Kohlrabi is not a root vegetable. The round-shaped bulb is a modified stem. The skin can be green or purplish color but the flesh is white. Its delicious, crunchy, juicy flesh has a radish-like crisp texture and sweet and refreshing cucumber-like taste. The leaves are very similar to kale or collard greens and can also be eaten.
Kohlrabi has a generous combination of minerals, vitamins and phytonutrients. It is especially abundant in vitamin C, B6 vitamin and copper. It is low on glycemic index and glycemic load so compatible with low-carb eating and excellent for people with blood sugar regulation issues. Kohlrabi leaves are also very nutritious greens rich in carotenes, vitamin K, minerals, and B-complex group of vitamins.

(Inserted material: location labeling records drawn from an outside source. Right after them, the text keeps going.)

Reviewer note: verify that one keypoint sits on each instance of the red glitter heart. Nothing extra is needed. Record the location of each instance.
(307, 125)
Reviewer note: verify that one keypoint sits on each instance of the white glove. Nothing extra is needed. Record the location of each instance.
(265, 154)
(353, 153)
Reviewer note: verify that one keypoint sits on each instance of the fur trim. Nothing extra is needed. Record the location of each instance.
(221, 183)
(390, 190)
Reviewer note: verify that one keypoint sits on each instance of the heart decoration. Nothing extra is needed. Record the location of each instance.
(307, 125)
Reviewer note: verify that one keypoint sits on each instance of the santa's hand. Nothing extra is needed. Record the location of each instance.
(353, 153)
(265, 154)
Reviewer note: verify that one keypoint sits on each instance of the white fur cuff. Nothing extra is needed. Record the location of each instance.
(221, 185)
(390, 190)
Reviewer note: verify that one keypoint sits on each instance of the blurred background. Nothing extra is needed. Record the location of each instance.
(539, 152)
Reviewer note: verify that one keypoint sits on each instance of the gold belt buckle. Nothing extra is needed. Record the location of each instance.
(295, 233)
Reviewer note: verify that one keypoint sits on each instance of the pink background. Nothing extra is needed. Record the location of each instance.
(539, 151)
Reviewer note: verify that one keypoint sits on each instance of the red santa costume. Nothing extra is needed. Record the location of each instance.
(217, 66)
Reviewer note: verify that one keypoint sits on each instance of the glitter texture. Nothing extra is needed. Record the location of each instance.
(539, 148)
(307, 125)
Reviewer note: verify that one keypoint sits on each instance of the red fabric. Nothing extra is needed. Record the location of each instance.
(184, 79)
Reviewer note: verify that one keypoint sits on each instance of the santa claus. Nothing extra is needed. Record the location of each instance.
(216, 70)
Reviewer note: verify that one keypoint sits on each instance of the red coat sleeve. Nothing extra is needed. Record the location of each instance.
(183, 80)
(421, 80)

Kohlrabi – being a cabbage family member – shares many of the same health benefits. These vegetables support detoxification pathways in the body and are incredible cancer fighters. In fact, these vegetables have been studied and showed very promising results for:
- cancer prevention
- inactivation of carcinogens
- inhibition of cancer formation
- suppression of cancer cell growth
- DNA repair
What we can do with Kohlrabi?
Kohlrabi is delicious raw. Peel the fibrous the skin off, slice thinly or grate it and add it to salads and slaws. Or you can serve it as crudité with a vegetable dip.
It can be steamed, braised, stir-fried, baked, or cooked in soups.
You can ferment or pickle Kohlrabi as well. Here is the recipe.
When buying kohlrabi, choose a fairly small bulb, slightly bigger than a tennis ball. It should be firm, without cracks on the skin and, preferably, with fresh leaves.